State estimation for legged robots is challenging due to their highly dynamic motion and limitations imposed by sensor accuracy. By integrating Kalman filtering, optimization, and learning-based modalities, we propose a hybrid solution that combines proprioception and exteroceptive information for estimating the state of the robot's trunk. Leveraging joint encoder and IMU measurements, our Kalman filter is enhanced through a single-rigid body model that incorporates ground reaction force control outputs from convex Model Predictive Control optimization. The estimation is further refined through Gated Recurrent Units, which also considers semantic insights and robot height from a Vision Transformer autoencoder applied on depth images. This framework not only furnishes accurate robot state estimates, including uncertainty evaluations, but can minimize the nonlinear errors that arise from sensor measurements and model simplifications through learning. The proposed methodology is evaluated in hardware using a quadruped robot on various terrains, yielding a 65% improvement on the Root Mean Squared Error compared to our VIO SLAM baseline. Code example: https://github.com/AlexS28/OptiState

Figures (5)

• Figure 1: Top left shows the attached body frame (B), and world frame (W). The trunk state $\mathbf{x}$ is in the world frame, while footstep positions $\mathbf{p}$ is relative to the body. Ground reaction forces (blue arrow) from our MPC control policy are given by $\mathbf{f}$, also in world frame. We verify our algorithm, OptiState, on slippery surfaces (top right), incline (bottom left), and rough terrain (bottom right).

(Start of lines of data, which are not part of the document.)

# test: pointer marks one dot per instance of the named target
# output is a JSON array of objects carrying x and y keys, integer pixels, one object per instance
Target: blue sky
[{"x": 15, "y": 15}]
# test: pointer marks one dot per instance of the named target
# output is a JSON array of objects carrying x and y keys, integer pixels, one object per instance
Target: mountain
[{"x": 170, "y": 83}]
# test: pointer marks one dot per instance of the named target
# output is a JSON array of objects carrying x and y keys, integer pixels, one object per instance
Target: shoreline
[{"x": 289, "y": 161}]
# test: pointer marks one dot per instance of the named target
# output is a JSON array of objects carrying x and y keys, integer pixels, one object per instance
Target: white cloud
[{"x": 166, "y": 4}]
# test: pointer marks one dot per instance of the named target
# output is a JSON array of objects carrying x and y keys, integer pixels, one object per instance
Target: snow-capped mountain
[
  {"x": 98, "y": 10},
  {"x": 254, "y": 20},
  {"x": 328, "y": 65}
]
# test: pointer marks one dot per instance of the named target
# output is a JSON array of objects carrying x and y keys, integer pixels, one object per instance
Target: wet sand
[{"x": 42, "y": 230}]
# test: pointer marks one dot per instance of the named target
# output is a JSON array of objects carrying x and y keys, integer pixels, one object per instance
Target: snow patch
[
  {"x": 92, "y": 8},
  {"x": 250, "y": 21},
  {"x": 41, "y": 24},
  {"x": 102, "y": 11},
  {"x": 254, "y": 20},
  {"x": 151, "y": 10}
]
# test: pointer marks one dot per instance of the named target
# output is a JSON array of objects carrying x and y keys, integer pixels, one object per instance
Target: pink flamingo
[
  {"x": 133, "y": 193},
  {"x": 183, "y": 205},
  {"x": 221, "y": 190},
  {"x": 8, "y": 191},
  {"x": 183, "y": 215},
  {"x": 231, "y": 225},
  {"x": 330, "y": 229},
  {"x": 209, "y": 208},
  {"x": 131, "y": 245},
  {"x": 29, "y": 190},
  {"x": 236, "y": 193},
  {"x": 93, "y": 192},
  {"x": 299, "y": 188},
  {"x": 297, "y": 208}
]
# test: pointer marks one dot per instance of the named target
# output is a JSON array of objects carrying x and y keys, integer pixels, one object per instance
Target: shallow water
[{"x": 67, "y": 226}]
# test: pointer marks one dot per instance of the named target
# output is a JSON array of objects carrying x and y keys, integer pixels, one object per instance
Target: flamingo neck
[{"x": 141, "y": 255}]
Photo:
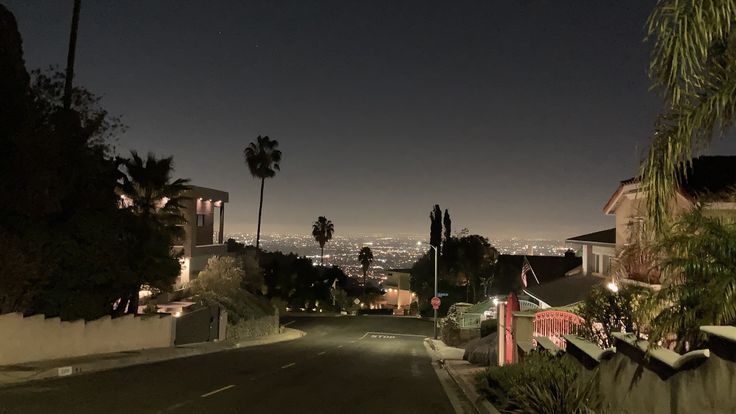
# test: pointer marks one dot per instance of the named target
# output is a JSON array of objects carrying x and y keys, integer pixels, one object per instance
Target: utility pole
[{"x": 71, "y": 56}]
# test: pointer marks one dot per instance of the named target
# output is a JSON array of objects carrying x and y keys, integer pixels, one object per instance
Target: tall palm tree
[
  {"x": 700, "y": 256},
  {"x": 154, "y": 199},
  {"x": 263, "y": 161},
  {"x": 365, "y": 257},
  {"x": 693, "y": 62},
  {"x": 322, "y": 230}
]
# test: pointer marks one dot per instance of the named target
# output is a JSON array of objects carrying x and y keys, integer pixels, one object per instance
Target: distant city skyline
[{"x": 501, "y": 112}]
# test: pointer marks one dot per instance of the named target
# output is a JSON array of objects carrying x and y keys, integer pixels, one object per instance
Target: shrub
[
  {"x": 606, "y": 312},
  {"x": 488, "y": 327},
  {"x": 221, "y": 283},
  {"x": 541, "y": 383}
]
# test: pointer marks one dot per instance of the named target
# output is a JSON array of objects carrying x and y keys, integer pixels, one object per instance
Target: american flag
[{"x": 524, "y": 270}]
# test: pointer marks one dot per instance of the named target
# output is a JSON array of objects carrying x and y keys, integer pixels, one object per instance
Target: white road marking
[
  {"x": 217, "y": 390},
  {"x": 391, "y": 334}
]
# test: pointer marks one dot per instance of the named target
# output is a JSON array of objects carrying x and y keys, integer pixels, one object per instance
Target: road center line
[{"x": 217, "y": 390}]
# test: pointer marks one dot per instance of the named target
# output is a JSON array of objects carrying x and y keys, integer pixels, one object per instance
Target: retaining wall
[
  {"x": 632, "y": 380},
  {"x": 251, "y": 328},
  {"x": 37, "y": 338}
]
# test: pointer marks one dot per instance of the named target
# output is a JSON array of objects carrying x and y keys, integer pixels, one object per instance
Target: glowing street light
[{"x": 436, "y": 253}]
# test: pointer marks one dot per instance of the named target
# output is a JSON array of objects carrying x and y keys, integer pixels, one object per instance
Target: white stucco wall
[{"x": 36, "y": 338}]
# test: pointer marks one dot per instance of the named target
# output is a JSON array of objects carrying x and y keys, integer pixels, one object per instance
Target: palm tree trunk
[
  {"x": 260, "y": 209},
  {"x": 71, "y": 56}
]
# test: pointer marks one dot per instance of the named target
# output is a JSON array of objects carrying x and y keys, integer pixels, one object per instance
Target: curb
[
  {"x": 20, "y": 374},
  {"x": 479, "y": 404}
]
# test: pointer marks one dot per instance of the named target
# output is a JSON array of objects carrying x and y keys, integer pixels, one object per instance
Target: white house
[{"x": 710, "y": 181}]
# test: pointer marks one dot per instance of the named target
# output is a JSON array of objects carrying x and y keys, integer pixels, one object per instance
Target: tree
[
  {"x": 63, "y": 236},
  {"x": 448, "y": 225},
  {"x": 154, "y": 200},
  {"x": 606, "y": 312},
  {"x": 322, "y": 230},
  {"x": 263, "y": 159},
  {"x": 699, "y": 255},
  {"x": 365, "y": 257},
  {"x": 693, "y": 61},
  {"x": 435, "y": 228},
  {"x": 220, "y": 283}
]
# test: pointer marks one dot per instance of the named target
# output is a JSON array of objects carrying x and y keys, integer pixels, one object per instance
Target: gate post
[
  {"x": 501, "y": 318},
  {"x": 523, "y": 329}
]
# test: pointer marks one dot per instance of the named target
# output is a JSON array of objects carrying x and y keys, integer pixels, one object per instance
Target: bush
[
  {"x": 541, "y": 383},
  {"x": 221, "y": 283},
  {"x": 606, "y": 312},
  {"x": 488, "y": 327}
]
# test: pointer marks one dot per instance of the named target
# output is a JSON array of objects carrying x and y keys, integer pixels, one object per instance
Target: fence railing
[{"x": 555, "y": 324}]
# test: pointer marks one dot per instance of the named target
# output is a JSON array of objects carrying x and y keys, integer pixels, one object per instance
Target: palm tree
[
  {"x": 322, "y": 230},
  {"x": 700, "y": 256},
  {"x": 154, "y": 199},
  {"x": 693, "y": 62},
  {"x": 263, "y": 161},
  {"x": 365, "y": 257}
]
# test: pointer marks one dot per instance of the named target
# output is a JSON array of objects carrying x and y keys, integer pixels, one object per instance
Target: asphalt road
[{"x": 367, "y": 364}]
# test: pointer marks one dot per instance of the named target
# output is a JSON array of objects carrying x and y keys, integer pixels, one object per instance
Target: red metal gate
[
  {"x": 554, "y": 324},
  {"x": 512, "y": 305}
]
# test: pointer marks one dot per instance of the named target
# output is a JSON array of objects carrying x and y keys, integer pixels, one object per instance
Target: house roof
[
  {"x": 545, "y": 268},
  {"x": 566, "y": 290},
  {"x": 708, "y": 175},
  {"x": 607, "y": 236}
]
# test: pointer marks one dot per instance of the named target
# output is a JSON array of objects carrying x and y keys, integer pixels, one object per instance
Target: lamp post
[{"x": 436, "y": 253}]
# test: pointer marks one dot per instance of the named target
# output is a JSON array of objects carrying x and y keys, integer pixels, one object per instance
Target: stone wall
[
  {"x": 632, "y": 380},
  {"x": 37, "y": 338},
  {"x": 255, "y": 327}
]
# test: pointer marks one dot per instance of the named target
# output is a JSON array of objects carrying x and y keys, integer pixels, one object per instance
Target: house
[
  {"x": 708, "y": 181},
  {"x": 550, "y": 280},
  {"x": 203, "y": 231},
  {"x": 597, "y": 250},
  {"x": 398, "y": 293}
]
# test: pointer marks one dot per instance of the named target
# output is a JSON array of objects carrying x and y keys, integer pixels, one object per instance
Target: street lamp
[{"x": 436, "y": 253}]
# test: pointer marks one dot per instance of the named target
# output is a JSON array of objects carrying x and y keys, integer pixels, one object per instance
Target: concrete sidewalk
[
  {"x": 33, "y": 371},
  {"x": 463, "y": 374}
]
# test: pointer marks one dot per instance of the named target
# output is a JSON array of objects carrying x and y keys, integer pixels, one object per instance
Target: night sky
[{"x": 520, "y": 117}]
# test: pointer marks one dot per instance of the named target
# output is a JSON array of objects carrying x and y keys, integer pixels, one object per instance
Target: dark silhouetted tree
[
  {"x": 448, "y": 225},
  {"x": 263, "y": 159},
  {"x": 435, "y": 228},
  {"x": 322, "y": 230},
  {"x": 154, "y": 199},
  {"x": 365, "y": 257}
]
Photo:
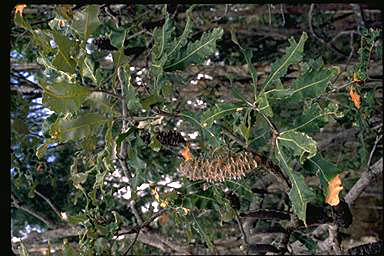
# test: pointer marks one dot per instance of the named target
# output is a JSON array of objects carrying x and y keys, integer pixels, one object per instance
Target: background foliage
[{"x": 273, "y": 80}]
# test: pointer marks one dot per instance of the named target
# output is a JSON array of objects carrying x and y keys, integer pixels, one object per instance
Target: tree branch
[
  {"x": 16, "y": 204},
  {"x": 366, "y": 178},
  {"x": 50, "y": 203}
]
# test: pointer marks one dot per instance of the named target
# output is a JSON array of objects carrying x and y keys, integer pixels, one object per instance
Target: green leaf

• Figure 2: Overall state estimation architecture as described in Sec. \ref{['methods']}.
• Figure 3: Transformer and Gated Recurrent Unit (GRU) network architecture. From $\mathbf{(A)}$, model 1 is the transformer model, model 2 is the GRU ($\delta$) that predicts the robot's trunk state and uncertainty of its own prediction. Input/output state and hidden layer sizes indicated by the numbers. Training loss of model 1 shown in ($\mathbf{B}$) and for model 2 in ($\mathbf{C}$). MSE is the loss function (see Sec. \ref{['learning']}).
• Figure 4: Results during the online testing phase, as described in Sec. \ref{['Results']}. In $\mathbf{(A)}$ we show the state estimation for all state components from OptiState, VIO SLAM, and the ground truth. We show 4 distinct trajectories connected by solid lines to symbolize the various terrain under evaluation, such as flat, slippery, incline, and rough terrain. The RMSE results over all 4 trajectories and per state component are shown in $\mathbf{(B)}$, and includes OptiState without the Kalman filter input, or vision input, and the Kalman filter alone. Lastly, we show the percentage improvement of RMSE over the VIO SLAM baseline for each state in $\mathbf{(C)}$ per estimation algorithm shown in the first column.
• Figure 5: Example of predicting the uncertainty of the GRU's (OptiState) $x$ position, or $\mu_{x}$. The shaded blue represents $\bar{{x}}\pm\mu_{x}$.